The state of Minnesota has an $18 billion surplus. Democrats promised to give the money back. They broke that promise. They spent the $18 billion. And they’re raising taxes.
Democrats in control of the Minnesota Legislature plan big increases in spending and taxes
By Christopher Magan | email@example.com | Pioneer Press
The Minnesota Legislature is just days away from enacting a historic transformation of state government, adding $20 billion in spending to the next two-year budget to fund an unprecedented amount of new and expanded programs and services.
That broad expansion will require hundreds, if not more than a thousand, new state employees as well as ongoing costs that will entail billions in new tax revenues to support it.

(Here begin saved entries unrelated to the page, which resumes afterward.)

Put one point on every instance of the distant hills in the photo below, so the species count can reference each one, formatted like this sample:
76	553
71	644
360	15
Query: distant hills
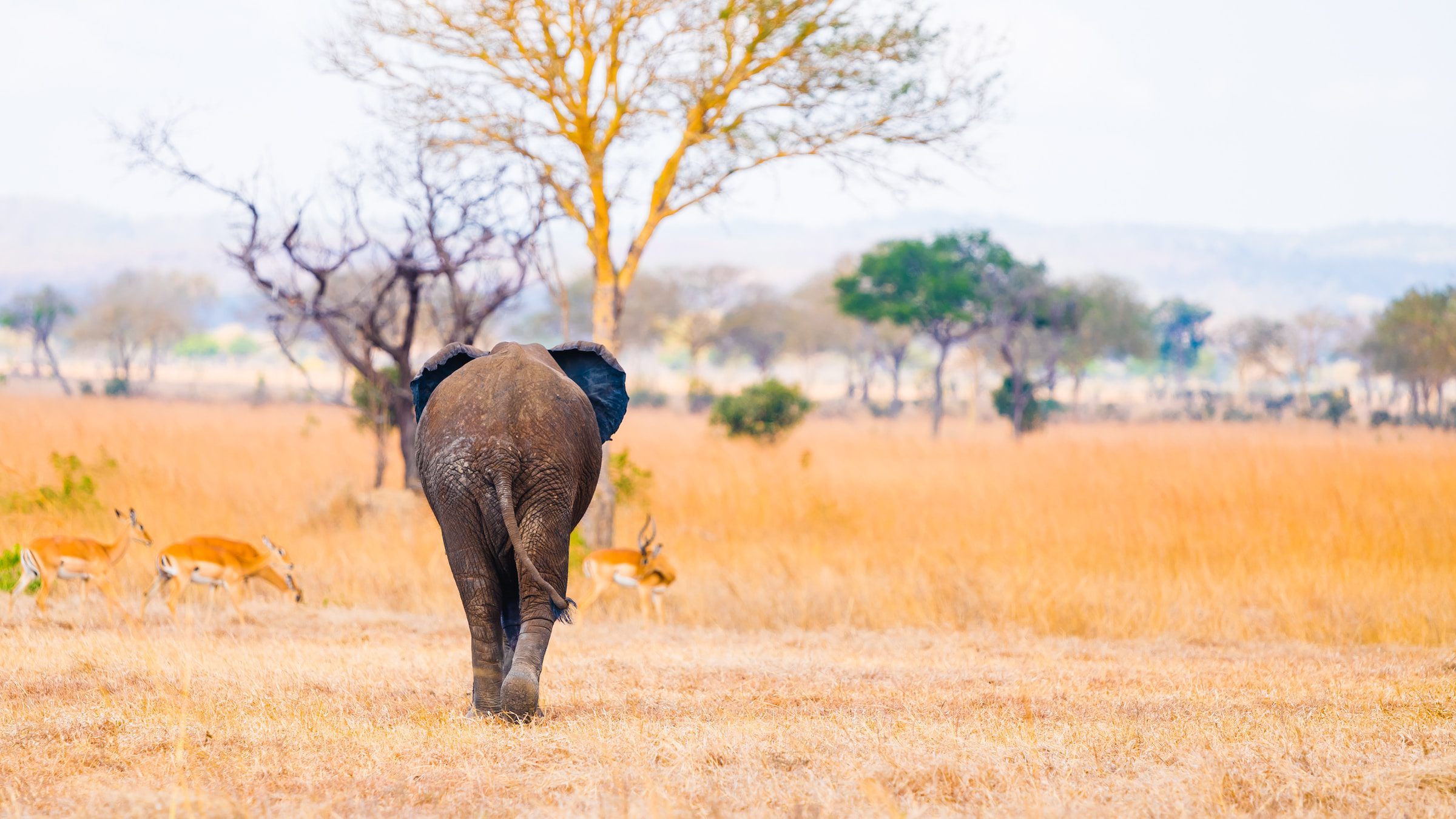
1353	269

The next state budget is expected to hit $72 billion, up 38 percent from the current $52 billion two-year spending plan that expires in June.
Democratic-Farmer-Labor Party leaders have described their plans as a progressive vision for the future — a new “Minnesota Miracle” — that residents want. They plan to use the state’s $17.5 billion budget surplus to launch it.
There’s a variety of new and expanded social programs including paid family leave, expanded access to government-backed health care as well as billions in new money for public schools and human services programs.
There are also big policy changes, such as legalizing cannabis, protecting abortion rights, restoring voting rights to felons, allowing undocumented immigrants to obtain driver’s licenses and stricter controls on guns.
Minnesota Republicans, now in the minority in both chambers for the first time in a decade, have little recourse to stop Democrats’ plans.
They’ve characterized DFLers as reckless, squandering the historic surplus on new spending while adding new taxes. GOP leaders continue to try to use what little leverage they have over a public infrastructure bill to extract concessions.
The Legislature is legally required to adjourn on May 22. Before then, lawmakers need to approve the next two-year budget and pass other changes to state laws or leave them until next year.
After winning a trifecta of state government control in November, DFLers quickly made it clear they had big plans for their newfound majority and the state’s historic $17.5 billion budget surplus. There were years of Democratic policy and spending priorities that had languished under politically divided government.
When the legislative session began Jan. 3, things moved quickly and haven’t let up.
“It’s probably unprecedented,” said Roger Moe, a former DFL senator and the longest serving Senate majority leader, who says the session is typically “a marathon, not a sprint.”
“They got it turned around this year,” Moe said. “It’s been a full-blast sprint since day one.”
Early on, Democrats quickly passed a number of high-profile bills — abortion-rights protections, driver’s licenses for immigrants without proper documentation, restoring voting rights for felons who are still on parole.
Late Friday, the Senate narrowly passed new gun-control measures including expanded background checks and a red flag law, both of which are expected to clear the House in the coming days.
Turning to the budget, DFL House and Senate leaders agreed with Gov. Tim Walz in late March to nearly $18 billion in new spending beyond the roughly $2 billion the state budget was expected to grow if lawmakers changed nothing. About $12 billion of it is ongoing, so the state has to find the revenue to cover the costs into the future.